Cloud Collection Platform for Internet open data


PFG independent research and development of CCP (cloud data acquisition) platform, with 14 independent development of software copyright, including data collection, data cleaning, Chinese semantic recognition and database and other technological innovations. PFG strong ability of independent research and development to ensure the "Internet plus" research strategy.
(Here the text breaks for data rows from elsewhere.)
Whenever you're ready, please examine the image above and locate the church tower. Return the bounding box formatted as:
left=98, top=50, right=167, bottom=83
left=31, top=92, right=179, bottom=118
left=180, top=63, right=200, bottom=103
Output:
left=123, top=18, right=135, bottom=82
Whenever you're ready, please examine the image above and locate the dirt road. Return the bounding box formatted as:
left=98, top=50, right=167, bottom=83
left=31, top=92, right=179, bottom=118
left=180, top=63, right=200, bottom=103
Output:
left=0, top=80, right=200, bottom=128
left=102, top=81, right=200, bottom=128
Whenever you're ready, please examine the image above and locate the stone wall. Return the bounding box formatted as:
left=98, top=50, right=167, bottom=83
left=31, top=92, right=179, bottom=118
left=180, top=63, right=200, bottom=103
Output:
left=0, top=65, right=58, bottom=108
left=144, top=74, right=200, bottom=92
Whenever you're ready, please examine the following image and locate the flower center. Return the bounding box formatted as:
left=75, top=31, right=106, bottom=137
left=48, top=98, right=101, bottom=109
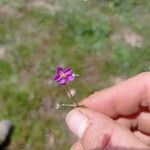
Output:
left=60, top=73, right=67, bottom=78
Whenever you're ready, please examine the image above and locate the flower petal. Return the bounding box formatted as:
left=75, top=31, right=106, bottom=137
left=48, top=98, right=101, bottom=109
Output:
left=56, top=67, right=64, bottom=74
left=67, top=75, right=75, bottom=81
left=52, top=74, right=60, bottom=81
left=58, top=78, right=67, bottom=85
left=65, top=68, right=72, bottom=76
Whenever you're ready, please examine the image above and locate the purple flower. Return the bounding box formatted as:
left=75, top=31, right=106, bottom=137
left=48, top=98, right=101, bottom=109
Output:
left=53, top=67, right=75, bottom=85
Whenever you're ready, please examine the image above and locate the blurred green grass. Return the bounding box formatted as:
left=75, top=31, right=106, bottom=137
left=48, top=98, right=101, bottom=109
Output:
left=0, top=0, right=150, bottom=150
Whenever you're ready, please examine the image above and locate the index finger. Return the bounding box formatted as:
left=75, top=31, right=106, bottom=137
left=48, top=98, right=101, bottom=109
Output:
left=80, top=72, right=150, bottom=118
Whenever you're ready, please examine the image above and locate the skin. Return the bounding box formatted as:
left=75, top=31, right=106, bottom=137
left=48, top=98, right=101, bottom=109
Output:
left=66, top=72, right=150, bottom=150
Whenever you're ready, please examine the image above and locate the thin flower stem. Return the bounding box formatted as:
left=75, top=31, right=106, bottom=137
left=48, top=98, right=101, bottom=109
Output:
left=65, top=84, right=78, bottom=106
left=65, top=85, right=86, bottom=108
left=65, top=84, right=74, bottom=101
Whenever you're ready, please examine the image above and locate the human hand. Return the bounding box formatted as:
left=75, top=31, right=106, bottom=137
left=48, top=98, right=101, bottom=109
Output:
left=66, top=72, right=150, bottom=150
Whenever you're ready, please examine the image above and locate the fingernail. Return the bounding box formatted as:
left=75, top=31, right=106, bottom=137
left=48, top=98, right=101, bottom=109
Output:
left=66, top=109, right=88, bottom=138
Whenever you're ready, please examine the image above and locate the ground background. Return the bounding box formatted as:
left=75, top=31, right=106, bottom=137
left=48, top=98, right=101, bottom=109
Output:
left=0, top=0, right=150, bottom=150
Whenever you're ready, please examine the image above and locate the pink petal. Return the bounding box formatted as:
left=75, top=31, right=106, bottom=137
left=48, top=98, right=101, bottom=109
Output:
left=65, top=68, right=72, bottom=76
left=67, top=75, right=74, bottom=81
left=56, top=67, right=63, bottom=74
left=52, top=74, right=61, bottom=81
left=58, top=78, right=67, bottom=85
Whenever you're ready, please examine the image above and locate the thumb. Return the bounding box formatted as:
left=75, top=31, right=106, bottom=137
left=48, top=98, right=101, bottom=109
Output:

"CCP (cloud data acquisition)" platform adopts the advanced multithreading, distributed architecture, you can also run on dozens of computer terminals, each terminal can run 30 threads at the same time, constitute a huge network, and can in a short period of time grasping a large number of page data. In addition, the platform is also designed for the buffer pool, a large amount of data independent storage in each terminal, data acquisition is completed, then independent upload to the server, to avoid the short time within a large amount of data storage caused by the impact. In response to the special needs of CCP design transform function of IP, IP converter can access to the web, the breakthrough dictation access restrictions. In response to the dynamic page, CCP design of the two acquisition modes: no refresh background data acquisition and analog browser acquisition. The former can be used to deal with large scale static pages, to achieve rapid acquisition; the latter can be used to deal with the increasing dynamic pages. In response to the picture text, CCP design of the OCR recognition module, you can get the picture text recognition, all kinds of page data can be achieved.